Just an aside, food has a lot to do with morale. I wonder if it isn’t counterproductive to feed prisoners a highly nutritious variant of spiders and gruel if as a result they grow increasingly malcontented with their living arrangements.
Maybe just feed 'em good, treat 'em good, and institute group punishment when one screws up bad enough, ala: “Ok, Bubba shit in the shower again soooo Vern, Lonzo, Marco and Ishmael will join him in the solitary pen while enjoying a diet of raw popcorn, salt, cactus, and water. The rest of the population may carry on being good citizens. Thank you for your support.”
I’m not in favour of being particularly “nice” to prisoners, but that is a bad argument.
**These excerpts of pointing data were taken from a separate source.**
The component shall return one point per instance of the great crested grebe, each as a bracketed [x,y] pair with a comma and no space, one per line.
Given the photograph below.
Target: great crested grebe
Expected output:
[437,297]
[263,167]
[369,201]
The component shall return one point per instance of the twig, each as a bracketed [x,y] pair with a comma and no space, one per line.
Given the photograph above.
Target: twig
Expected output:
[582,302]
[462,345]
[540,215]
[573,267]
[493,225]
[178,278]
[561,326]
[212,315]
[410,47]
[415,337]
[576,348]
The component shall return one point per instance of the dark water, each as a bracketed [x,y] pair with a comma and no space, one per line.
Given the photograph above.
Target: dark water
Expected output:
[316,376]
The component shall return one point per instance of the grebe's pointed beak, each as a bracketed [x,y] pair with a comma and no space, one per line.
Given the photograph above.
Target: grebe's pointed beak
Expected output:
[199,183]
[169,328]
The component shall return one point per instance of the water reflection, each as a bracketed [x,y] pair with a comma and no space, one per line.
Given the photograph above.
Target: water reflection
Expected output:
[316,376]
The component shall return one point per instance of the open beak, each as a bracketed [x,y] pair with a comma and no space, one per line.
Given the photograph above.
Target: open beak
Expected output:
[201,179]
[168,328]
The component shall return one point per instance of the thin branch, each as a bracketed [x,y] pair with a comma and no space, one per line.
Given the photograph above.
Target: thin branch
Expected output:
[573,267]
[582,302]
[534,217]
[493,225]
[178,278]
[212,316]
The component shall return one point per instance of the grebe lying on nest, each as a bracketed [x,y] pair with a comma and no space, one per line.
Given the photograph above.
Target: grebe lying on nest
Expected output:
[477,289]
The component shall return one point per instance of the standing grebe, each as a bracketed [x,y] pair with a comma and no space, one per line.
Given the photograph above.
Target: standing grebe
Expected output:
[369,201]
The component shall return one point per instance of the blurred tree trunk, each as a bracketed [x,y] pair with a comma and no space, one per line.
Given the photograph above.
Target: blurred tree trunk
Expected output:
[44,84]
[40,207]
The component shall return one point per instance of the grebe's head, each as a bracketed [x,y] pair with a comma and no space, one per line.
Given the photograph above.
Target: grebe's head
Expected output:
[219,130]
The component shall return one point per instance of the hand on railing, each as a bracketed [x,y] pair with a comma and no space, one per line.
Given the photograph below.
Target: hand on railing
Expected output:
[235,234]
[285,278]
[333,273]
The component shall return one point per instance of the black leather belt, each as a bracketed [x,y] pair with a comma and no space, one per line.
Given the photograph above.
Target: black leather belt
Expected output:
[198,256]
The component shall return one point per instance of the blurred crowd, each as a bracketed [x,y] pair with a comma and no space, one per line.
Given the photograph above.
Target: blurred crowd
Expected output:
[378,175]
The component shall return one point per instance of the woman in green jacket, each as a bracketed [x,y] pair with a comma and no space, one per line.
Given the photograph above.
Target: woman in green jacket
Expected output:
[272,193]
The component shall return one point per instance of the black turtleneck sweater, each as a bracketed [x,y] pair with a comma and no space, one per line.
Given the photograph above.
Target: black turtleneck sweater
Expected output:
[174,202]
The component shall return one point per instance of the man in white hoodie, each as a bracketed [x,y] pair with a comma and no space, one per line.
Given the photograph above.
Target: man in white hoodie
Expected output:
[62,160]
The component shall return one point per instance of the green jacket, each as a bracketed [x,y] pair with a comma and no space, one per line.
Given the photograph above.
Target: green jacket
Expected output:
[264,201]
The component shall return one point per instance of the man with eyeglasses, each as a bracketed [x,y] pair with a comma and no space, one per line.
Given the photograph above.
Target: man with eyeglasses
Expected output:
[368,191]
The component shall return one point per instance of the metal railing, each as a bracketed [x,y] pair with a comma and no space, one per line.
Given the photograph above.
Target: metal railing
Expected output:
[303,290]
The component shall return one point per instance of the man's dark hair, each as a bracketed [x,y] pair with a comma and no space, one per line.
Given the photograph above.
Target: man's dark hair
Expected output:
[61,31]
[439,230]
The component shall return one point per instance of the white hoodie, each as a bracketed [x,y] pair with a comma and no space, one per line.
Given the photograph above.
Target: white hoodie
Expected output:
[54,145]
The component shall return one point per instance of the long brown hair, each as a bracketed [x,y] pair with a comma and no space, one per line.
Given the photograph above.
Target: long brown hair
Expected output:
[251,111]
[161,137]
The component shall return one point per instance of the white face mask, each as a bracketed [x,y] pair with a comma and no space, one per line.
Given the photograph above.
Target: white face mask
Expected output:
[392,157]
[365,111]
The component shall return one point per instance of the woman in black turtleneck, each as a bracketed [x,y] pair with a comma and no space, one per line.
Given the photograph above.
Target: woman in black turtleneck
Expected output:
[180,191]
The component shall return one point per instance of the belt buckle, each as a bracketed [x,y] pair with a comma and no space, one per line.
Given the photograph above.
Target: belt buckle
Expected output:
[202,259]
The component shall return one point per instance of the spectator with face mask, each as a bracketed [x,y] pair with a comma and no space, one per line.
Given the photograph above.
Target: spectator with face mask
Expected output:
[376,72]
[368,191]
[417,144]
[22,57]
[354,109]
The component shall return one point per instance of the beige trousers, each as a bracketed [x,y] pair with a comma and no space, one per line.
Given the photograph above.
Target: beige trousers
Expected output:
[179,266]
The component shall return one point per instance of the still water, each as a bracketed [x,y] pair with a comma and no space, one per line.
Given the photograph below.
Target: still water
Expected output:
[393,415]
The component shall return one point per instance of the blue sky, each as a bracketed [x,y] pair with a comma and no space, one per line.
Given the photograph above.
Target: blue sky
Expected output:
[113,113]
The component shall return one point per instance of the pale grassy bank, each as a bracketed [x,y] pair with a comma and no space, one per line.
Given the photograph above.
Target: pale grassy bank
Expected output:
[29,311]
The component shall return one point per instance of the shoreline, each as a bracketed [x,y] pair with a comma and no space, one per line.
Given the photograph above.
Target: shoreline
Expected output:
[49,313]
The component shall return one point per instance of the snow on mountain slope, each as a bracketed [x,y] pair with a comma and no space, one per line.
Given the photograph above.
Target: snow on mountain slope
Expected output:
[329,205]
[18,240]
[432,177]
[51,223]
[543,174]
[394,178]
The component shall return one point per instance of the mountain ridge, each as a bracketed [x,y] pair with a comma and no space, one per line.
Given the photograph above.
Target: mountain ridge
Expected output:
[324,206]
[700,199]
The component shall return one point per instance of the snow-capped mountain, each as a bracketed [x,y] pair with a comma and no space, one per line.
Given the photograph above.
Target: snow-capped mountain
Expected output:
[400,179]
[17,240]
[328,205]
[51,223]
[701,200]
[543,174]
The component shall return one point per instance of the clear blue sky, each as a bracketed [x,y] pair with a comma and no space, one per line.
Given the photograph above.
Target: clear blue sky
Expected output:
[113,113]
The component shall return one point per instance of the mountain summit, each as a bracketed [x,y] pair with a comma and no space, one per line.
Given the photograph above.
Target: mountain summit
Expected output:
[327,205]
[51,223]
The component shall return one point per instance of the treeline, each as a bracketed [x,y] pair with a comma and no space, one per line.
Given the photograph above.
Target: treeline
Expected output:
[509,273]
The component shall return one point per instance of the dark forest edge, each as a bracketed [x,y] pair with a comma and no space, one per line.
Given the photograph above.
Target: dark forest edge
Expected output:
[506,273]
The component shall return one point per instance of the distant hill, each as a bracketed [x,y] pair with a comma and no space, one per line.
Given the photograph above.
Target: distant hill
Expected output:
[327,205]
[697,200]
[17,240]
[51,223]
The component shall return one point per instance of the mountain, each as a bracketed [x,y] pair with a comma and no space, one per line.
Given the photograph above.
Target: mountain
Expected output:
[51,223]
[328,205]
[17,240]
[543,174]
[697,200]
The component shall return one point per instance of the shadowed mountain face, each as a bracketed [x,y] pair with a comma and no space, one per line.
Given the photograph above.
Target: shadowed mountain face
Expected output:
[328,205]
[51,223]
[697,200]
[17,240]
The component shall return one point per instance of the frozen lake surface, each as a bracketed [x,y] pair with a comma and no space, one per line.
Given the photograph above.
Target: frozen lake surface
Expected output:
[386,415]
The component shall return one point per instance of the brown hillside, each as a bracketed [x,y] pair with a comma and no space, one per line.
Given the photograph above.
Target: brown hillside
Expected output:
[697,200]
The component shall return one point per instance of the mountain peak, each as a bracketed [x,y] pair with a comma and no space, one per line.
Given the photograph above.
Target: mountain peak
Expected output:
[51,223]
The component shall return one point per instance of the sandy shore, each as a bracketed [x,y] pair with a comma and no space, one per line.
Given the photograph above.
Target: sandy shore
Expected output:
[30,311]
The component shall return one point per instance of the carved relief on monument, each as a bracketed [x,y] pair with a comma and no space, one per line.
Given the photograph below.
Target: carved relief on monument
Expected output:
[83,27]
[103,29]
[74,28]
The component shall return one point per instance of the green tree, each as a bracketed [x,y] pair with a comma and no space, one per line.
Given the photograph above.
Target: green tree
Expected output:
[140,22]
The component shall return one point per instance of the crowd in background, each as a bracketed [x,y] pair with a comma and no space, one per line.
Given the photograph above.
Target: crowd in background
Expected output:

Admittedly I am atheist, but I don’t recall any biblical prohibitions against marijuana or other illicit drugs taken in moderation (that qualification is to cover a vague recollection about the body being like a temple or something like that). So, you can’t reasonably deny violators a religiously relevant diet on that basis.
We call that “kosher for Passover.”
One thing prisons can do to keep a lid on “special diet” desires and proclaimed food allergies is rigid enforcement of them. If an inmate claims celiac, then they’ll never again get any cookies, cake, etc. Those claiming lactose intolerance won’t get ice cream or pudding, etc.